Transparency in Patent Ownership
Section 4 of the Innovation Act demands transparency in patent ownership by requiring plaintiffs to disclose up front “the ultimate parent entity” of any assignee of the patent. This is aimed at the common practice whereby nonpracticing patent enforcers hide behind a web of shell companies when filing their suits. This duty, moreover, is ongoing throughout the course of the litigation. To give the provision teeth, the disclosure rules are imposed under threat of penalty, including increased damages under Section 285.
Limitations on Demand Letters
The Innovation Act also takes aim at “purposely evasive demand letters.” Blanket demand letters are often the quintessential tool of the stereotypical patent troll and there is wide agreement that those letters need curtailing. The Innovation Act would amend Section 284 of the Patent Act to include a “Willful Infringement” section that requires identifying “with particularity”: the asserted patent, product or process accused, the ultimate parent’s entity, and how the product or process infringes a patent claim. American high-tech companies of all sizes, including start-ups, strongly favor this provision. Indeed, the Democrat-backed alternate, the STRONG Patent Act (S. 632), employs even harsher tactics across the board against trolls, including for “rogue and opaque letters” sent in “bad faith.” But without knowing more about the distinction between what constitutes a “bad faith” letter, those in the legal community still are hesitant to praise such aggressive patent amendments.
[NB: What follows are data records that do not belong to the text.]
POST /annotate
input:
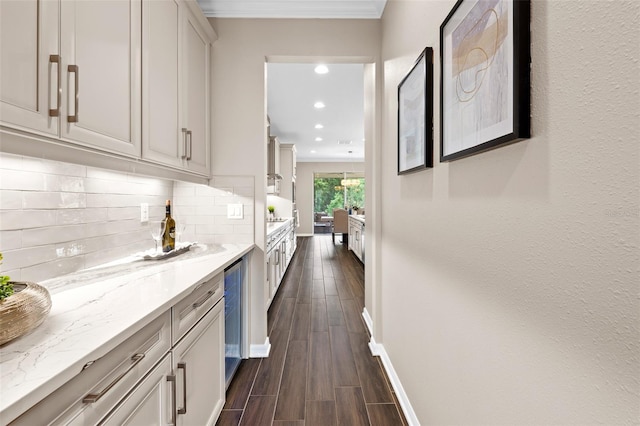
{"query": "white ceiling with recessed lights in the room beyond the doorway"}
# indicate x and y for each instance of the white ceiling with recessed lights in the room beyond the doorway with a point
(292, 90)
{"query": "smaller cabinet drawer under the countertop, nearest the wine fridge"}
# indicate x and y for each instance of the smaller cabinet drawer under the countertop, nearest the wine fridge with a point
(189, 310)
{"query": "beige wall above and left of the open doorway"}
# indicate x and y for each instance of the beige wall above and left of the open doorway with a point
(239, 104)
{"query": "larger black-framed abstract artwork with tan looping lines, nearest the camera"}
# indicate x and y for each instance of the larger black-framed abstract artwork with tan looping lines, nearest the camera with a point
(485, 82)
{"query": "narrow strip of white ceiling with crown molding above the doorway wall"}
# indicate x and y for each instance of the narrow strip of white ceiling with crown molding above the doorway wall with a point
(353, 9)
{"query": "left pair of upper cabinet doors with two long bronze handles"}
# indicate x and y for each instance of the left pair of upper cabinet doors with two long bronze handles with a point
(87, 91)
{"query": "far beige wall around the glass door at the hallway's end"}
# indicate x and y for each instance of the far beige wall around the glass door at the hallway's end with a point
(304, 185)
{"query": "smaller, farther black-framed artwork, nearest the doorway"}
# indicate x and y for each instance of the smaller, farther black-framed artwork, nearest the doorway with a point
(415, 116)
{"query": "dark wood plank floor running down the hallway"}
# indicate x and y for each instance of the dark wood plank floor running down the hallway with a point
(320, 370)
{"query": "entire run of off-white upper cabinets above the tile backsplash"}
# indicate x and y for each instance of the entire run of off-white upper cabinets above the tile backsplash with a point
(130, 77)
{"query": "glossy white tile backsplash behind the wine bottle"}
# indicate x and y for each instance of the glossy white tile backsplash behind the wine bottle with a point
(57, 218)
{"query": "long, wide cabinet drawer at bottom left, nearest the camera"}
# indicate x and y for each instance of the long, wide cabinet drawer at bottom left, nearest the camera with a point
(90, 395)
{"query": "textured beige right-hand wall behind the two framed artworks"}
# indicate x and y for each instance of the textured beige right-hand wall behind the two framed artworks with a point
(510, 279)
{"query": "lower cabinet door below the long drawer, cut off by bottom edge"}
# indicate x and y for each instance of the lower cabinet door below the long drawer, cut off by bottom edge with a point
(150, 401)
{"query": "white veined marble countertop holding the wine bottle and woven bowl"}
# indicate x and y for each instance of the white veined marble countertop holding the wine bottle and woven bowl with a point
(92, 312)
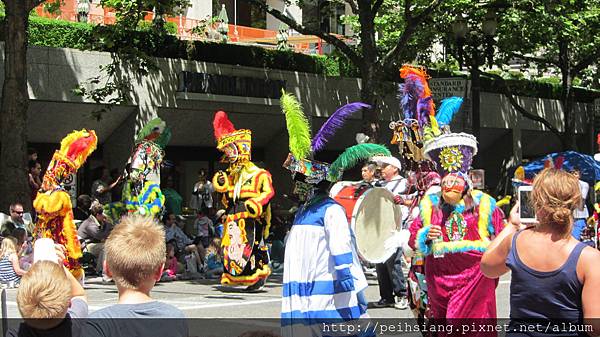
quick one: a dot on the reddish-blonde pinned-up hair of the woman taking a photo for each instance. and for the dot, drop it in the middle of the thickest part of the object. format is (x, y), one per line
(554, 196)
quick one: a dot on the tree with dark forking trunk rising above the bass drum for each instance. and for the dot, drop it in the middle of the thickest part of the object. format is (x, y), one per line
(387, 33)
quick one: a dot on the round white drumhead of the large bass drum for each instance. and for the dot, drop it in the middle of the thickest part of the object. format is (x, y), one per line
(374, 219)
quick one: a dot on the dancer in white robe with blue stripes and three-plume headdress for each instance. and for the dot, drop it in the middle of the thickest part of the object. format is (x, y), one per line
(323, 280)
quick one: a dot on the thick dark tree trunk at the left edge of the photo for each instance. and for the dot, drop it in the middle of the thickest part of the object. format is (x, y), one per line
(13, 110)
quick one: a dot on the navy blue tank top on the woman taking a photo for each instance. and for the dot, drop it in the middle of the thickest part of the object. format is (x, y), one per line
(552, 297)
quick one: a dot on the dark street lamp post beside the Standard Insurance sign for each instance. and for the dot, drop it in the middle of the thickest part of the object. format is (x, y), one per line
(470, 37)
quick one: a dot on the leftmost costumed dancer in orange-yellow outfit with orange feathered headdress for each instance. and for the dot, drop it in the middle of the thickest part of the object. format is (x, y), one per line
(53, 203)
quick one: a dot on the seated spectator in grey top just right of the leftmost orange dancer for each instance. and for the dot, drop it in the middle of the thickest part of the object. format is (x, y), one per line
(94, 230)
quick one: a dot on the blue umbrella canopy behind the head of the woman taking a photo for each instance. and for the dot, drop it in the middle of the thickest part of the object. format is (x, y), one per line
(587, 166)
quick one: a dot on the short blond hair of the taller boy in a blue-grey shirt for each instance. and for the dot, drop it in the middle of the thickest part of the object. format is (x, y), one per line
(135, 250)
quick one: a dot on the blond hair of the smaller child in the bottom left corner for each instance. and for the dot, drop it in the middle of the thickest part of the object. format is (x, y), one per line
(44, 292)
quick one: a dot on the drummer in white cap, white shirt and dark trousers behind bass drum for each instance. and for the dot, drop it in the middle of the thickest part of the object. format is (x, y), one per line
(389, 274)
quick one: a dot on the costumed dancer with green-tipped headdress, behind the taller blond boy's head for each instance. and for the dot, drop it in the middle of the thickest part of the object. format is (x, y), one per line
(141, 191)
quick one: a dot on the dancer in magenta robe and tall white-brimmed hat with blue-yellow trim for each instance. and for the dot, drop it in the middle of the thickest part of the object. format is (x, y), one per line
(453, 229)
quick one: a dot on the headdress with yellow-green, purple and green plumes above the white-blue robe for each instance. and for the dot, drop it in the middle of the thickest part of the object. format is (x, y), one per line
(302, 148)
Mandatory Stays of Action Against Consumers
The Innovation Act also provides that an action against a customer may be stayed if the customer agrees to be bound by the results of a suit against the manufacturer. This is designed to expand the currently available “customer suit exception,” so that patent owners cannot sue a defendant’s customers to pressure the defendant into settling. However, some view this provision as the most troubling of all. One healthcare public policy expert from the California Health Institute warns that this provision will “prolong litigation, increase costs, while placing a company’s intellectual property in legal limbo.” The Intellectual Property Owners (IPO) Association supports the provision, but agrees that carefully tailored language must be used to avoid adverse consequences to innovators.
While the Act has broad bipartisan support that likely will extend again to the White House, the bill’s sponsors have not yet persuaded everyone that the Act is the proper tool for the job. The steady decline in patent litigation brought by nonpracticing entities since the enactment of the AIA begs the question whether the Innovation Act is necessary. Indeed, a study by Lex Machina found that patent litigation rates were declining steadily and last year were back to 2009 and 2010 levels. Perhaps to combat abusive litigation, a simpler, more targeted solution is preferable, or perhaps a little time and patience is needed to allow the AIA to do its job.